- Born: 18 December 1894 Middelburg, Transvaal, South Africa
- Died: 28 December 1934 (aged 40) Northampton, England

= Basil Laver =

Basil Laver (18 December 1894 – 28 December 1934), was a British surgeon whose highly successful career was cut short through illness. Laver's obituary in the British Medical Journal commented on his 'dynamic energy and capacity for work, his acute inquisitiveness of mind, and his absolute intolerance of shibboleths of medicine'.

==Life==
Basil Leslie Laver was born 18 December 1894 at Witfoot, Middelburg, Transvaal, South Africa, the third of the three sons of Henry Laver, merchant of Middelburg. Laver’s parents came originally from Southampton and he received his formal education at Bedford Modern School and medical education at Guy's Hospital.

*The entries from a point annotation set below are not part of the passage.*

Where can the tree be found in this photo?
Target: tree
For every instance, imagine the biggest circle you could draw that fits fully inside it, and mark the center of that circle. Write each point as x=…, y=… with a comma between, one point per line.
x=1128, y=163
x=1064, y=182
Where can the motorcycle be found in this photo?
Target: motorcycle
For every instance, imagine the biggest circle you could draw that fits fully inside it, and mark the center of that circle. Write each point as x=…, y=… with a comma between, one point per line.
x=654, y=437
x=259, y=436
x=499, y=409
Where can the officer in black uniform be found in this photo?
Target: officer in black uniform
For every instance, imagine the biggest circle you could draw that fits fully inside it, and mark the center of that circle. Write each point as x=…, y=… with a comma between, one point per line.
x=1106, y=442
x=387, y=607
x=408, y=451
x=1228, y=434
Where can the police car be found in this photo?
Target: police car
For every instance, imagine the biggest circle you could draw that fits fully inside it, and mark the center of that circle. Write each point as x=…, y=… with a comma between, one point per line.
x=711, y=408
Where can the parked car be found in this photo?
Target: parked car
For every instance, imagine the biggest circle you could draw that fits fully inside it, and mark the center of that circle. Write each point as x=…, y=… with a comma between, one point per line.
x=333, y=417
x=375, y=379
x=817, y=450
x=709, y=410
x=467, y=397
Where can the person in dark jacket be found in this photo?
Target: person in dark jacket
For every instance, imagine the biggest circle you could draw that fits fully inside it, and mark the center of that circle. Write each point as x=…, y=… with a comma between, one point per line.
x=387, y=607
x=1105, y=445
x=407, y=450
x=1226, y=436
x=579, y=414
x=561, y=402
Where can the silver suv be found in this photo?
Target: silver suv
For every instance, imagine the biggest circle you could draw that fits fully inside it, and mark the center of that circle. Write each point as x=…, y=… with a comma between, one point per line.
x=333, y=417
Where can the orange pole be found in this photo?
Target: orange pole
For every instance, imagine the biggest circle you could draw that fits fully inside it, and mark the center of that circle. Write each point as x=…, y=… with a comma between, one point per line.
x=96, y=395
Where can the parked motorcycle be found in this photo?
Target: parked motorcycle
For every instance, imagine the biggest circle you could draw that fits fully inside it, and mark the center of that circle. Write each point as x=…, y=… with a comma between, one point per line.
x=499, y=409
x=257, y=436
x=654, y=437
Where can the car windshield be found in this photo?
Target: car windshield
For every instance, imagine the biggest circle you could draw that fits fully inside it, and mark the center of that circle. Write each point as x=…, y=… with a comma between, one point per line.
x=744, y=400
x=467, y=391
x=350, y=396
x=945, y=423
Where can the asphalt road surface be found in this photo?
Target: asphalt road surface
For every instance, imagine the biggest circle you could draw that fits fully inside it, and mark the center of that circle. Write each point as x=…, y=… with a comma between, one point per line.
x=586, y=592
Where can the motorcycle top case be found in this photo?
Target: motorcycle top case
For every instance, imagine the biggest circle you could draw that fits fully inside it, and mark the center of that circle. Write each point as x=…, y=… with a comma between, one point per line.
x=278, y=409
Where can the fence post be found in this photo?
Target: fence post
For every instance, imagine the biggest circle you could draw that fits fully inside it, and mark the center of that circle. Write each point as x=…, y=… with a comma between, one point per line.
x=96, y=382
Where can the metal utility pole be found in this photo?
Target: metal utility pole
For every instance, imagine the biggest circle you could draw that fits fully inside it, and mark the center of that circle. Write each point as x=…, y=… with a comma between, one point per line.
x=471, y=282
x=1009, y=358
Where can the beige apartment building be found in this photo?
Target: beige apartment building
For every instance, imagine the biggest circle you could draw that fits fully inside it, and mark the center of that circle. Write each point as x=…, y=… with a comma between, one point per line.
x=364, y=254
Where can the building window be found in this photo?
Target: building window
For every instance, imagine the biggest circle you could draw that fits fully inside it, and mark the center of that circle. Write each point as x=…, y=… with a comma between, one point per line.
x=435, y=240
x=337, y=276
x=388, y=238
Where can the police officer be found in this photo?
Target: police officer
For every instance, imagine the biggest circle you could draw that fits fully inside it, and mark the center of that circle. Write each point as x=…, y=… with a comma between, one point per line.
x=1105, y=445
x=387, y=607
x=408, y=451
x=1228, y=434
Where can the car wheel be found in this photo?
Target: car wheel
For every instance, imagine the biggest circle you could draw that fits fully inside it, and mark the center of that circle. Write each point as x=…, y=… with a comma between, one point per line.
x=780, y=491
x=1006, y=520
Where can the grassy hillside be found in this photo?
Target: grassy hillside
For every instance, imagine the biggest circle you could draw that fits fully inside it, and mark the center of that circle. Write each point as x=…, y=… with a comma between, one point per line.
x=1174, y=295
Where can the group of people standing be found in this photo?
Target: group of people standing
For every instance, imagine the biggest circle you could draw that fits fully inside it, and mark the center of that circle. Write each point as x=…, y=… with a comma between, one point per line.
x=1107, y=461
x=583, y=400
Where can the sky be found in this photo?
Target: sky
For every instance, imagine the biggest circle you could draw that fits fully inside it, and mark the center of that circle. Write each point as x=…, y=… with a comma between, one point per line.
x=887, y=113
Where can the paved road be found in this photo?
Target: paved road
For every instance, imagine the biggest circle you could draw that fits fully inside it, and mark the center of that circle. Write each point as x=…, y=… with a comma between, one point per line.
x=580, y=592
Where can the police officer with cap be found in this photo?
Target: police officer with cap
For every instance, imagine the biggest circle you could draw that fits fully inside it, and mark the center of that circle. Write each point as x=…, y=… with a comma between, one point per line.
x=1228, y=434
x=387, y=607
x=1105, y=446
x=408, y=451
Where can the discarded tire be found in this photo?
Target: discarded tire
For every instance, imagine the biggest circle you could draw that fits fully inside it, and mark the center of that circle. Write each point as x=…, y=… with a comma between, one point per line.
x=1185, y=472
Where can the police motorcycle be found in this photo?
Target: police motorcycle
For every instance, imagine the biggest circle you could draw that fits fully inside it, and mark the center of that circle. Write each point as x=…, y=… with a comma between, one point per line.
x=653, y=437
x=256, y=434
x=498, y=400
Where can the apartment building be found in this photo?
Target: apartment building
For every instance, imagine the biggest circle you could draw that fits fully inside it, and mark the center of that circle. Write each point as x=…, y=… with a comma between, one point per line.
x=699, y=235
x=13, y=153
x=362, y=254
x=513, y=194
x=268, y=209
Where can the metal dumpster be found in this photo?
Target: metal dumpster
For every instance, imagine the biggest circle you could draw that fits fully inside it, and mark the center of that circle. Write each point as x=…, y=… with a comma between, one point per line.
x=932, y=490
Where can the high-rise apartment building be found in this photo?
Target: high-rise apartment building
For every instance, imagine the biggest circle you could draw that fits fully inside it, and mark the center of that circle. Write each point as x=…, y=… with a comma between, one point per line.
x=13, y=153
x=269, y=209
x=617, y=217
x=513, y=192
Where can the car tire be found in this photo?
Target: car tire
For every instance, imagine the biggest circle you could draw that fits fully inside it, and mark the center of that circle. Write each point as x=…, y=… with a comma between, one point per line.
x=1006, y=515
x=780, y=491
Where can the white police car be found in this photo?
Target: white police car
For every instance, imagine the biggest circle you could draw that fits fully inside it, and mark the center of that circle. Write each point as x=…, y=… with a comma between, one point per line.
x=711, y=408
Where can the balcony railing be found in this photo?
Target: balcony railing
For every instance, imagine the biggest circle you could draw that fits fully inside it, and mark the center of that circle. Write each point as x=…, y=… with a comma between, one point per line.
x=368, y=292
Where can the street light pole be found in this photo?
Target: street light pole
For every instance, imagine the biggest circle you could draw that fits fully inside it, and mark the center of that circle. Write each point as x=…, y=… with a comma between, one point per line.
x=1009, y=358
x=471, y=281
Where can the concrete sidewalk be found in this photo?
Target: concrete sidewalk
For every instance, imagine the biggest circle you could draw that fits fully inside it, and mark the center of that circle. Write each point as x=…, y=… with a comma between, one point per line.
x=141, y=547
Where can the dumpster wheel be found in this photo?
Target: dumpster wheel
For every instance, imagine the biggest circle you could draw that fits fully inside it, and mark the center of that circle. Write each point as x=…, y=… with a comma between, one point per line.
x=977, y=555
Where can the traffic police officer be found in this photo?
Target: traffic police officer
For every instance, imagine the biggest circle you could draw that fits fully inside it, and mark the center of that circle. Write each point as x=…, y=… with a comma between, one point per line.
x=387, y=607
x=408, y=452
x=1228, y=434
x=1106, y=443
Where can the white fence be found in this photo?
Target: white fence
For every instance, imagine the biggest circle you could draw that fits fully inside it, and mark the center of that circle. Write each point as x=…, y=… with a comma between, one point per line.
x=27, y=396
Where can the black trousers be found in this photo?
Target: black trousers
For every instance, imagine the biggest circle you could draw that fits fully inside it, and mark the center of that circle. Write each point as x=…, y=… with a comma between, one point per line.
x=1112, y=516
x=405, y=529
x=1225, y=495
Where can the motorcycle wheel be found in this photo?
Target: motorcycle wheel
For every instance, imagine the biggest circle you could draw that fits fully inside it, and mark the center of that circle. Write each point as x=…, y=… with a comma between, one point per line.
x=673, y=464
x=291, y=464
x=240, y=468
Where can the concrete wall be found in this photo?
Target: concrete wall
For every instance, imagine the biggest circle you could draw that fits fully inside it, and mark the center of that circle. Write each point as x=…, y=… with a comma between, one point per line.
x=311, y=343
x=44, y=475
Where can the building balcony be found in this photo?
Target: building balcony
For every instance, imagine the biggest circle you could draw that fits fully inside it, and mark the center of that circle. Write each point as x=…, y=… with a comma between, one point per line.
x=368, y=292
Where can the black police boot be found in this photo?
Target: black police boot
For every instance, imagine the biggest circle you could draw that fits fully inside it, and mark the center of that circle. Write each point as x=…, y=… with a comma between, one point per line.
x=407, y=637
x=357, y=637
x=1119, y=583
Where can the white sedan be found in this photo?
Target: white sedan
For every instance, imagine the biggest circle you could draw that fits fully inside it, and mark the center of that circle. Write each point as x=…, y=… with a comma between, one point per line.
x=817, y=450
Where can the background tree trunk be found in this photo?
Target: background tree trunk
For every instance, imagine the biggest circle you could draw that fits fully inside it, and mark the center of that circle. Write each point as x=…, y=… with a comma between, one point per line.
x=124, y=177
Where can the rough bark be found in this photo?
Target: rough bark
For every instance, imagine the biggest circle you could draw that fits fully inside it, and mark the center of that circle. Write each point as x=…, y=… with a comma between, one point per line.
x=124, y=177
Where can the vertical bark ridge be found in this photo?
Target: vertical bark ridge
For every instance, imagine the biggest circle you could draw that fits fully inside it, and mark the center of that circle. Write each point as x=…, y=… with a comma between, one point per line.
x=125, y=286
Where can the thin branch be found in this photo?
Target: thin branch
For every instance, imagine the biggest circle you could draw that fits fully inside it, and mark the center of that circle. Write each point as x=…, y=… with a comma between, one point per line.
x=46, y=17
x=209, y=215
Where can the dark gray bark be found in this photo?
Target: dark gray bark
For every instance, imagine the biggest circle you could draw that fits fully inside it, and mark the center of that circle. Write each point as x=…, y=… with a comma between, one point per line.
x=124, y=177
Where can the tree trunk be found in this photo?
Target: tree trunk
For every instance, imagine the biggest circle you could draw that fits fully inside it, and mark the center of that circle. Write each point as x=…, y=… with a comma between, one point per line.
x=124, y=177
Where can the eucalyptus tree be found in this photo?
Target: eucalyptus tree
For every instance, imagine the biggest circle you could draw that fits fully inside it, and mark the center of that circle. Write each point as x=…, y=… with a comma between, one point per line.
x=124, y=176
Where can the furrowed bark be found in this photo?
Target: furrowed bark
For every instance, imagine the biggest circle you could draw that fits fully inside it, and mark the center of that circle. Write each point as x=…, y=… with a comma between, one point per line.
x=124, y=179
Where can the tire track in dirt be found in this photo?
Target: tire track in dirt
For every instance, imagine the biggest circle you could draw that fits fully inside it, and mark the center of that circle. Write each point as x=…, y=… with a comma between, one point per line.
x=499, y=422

During World War I he received a commission on 27 February 1915 as second-lieutenant in the Royal Field Artillery, and was subsequently adjutant and temporary major.

Laver returned to Guy's Hospital at the end of World War I, qualified, won the Arthur Durham scholarship and served as surgical registrar and assistant surgical tutor. Laver then settled at Northampton, where he was elected assistant surgeon to the General Hospital on 22 February 1927, becoming surgeon on 28 April 1931. He was also consulting surgeon to the Stamford and Rutland General Infirmary.

On 21 April 1928 Laver married Margaret Joyce Crockett, granddaughter of Sir James Crockett of Northampton who was the co-founder of Crockett & Jones. Laver died in Northampton on 28 December 1934 and his ashes were buried in Southampton. His wife and daughter survived him.